The response of metals, semiconductors, and superconductors to a high magnetic field can reveal many complex quantum mechanical properties of such materials. Traditionally, metals and semiconductors are probed by means of magnetization measurements, magnetotransport measurements, and magnetic resonance to get information on quantum electronic structures through cyclotron resonance, the de Haas–van Alphen effect, the Subnikov–de Haas effect, and the quantum Hall effect. It is now realized that not only does a magnetic field interact with the conduction electrons and magnetic moments in such materials, it can also couple with the structural lattice through magnetoelastic coupling.
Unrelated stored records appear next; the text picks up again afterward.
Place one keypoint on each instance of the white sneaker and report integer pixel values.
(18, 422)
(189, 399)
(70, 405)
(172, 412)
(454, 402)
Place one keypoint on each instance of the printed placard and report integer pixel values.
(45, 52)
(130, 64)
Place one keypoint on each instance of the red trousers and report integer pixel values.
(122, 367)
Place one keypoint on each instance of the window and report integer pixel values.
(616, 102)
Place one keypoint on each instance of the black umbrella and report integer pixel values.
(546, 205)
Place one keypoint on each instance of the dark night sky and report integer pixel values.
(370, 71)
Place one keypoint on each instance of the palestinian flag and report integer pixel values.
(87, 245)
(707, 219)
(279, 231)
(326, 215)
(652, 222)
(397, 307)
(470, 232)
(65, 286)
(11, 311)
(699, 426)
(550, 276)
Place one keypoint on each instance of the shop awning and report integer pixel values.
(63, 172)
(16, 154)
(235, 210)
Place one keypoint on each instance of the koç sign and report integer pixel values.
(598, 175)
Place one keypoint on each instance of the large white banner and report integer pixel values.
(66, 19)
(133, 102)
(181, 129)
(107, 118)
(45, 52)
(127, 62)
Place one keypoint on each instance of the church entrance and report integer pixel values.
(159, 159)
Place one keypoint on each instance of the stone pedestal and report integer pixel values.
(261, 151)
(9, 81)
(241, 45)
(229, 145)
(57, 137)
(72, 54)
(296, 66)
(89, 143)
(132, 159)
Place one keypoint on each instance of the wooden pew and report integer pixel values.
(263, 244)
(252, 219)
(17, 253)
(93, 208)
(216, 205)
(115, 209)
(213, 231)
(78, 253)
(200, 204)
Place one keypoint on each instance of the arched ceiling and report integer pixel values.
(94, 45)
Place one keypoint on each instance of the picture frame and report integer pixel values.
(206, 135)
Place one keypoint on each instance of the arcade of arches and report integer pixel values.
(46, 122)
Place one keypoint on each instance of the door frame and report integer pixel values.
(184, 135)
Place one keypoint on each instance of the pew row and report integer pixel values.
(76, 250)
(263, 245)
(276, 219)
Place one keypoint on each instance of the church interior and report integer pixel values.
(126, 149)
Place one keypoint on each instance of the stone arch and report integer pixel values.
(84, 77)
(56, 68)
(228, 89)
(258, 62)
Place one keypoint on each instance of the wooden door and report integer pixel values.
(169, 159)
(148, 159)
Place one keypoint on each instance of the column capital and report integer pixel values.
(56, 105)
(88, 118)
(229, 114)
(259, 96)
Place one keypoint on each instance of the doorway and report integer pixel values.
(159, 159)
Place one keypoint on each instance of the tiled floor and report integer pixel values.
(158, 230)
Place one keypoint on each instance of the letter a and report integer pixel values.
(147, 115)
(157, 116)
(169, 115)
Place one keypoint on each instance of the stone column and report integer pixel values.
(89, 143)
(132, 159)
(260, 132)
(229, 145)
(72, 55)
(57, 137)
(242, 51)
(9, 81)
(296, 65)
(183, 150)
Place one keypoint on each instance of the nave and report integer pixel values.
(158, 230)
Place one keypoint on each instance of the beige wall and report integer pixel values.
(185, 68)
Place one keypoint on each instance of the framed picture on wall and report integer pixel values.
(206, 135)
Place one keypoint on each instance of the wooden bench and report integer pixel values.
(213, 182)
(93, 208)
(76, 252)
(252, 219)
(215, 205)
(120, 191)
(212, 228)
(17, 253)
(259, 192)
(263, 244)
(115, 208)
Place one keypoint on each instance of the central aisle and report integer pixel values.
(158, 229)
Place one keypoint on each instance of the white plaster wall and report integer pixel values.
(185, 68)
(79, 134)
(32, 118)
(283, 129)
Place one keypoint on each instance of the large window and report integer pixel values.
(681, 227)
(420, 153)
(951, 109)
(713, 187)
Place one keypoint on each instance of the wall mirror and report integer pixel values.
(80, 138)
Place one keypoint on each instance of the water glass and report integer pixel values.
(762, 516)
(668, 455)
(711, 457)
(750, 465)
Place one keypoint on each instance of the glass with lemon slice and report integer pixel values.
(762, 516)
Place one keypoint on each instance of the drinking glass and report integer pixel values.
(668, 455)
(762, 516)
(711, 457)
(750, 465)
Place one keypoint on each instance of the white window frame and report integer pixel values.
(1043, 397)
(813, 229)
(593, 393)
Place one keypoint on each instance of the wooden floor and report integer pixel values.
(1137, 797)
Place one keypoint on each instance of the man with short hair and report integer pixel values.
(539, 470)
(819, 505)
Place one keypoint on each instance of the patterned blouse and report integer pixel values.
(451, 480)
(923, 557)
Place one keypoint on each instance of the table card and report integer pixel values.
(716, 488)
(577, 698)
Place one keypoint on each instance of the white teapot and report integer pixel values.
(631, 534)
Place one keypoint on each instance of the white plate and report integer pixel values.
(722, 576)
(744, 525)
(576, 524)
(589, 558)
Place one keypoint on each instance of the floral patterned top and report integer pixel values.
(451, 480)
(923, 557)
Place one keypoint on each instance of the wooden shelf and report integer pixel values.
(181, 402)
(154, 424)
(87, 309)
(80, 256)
Thus the uses for high magnetic field nowadays encompass wider subject areas that include: change of the energy level structure of a material and exploration of the excited states, alignment of spins and lifting of frustration in low-dimensional magnets, influence on the character of the quasiparticles in strongly correlated electron metals, dissipationless current-carrying properties of superconductors, and magnetic field–induced phase transition in magnetic and/or charge-ordered systems. The diamagnetic materials also respond to a magnetic field via Larmour diamagnetism, which is caused by the orbital motion of electrons. Biological materials belong to this class, where the effects of the magnetic field are relatively small, roughly three orders of magnitude smaller in comparison with those observed in metallic systems or magnetic materials, but have many interesting implications. This article will present a brief introduction to these subject areas, focusing particularly on two areas of current technological interest, namely, superconductors for high current-carrying applications and multifunctional magnetic materials.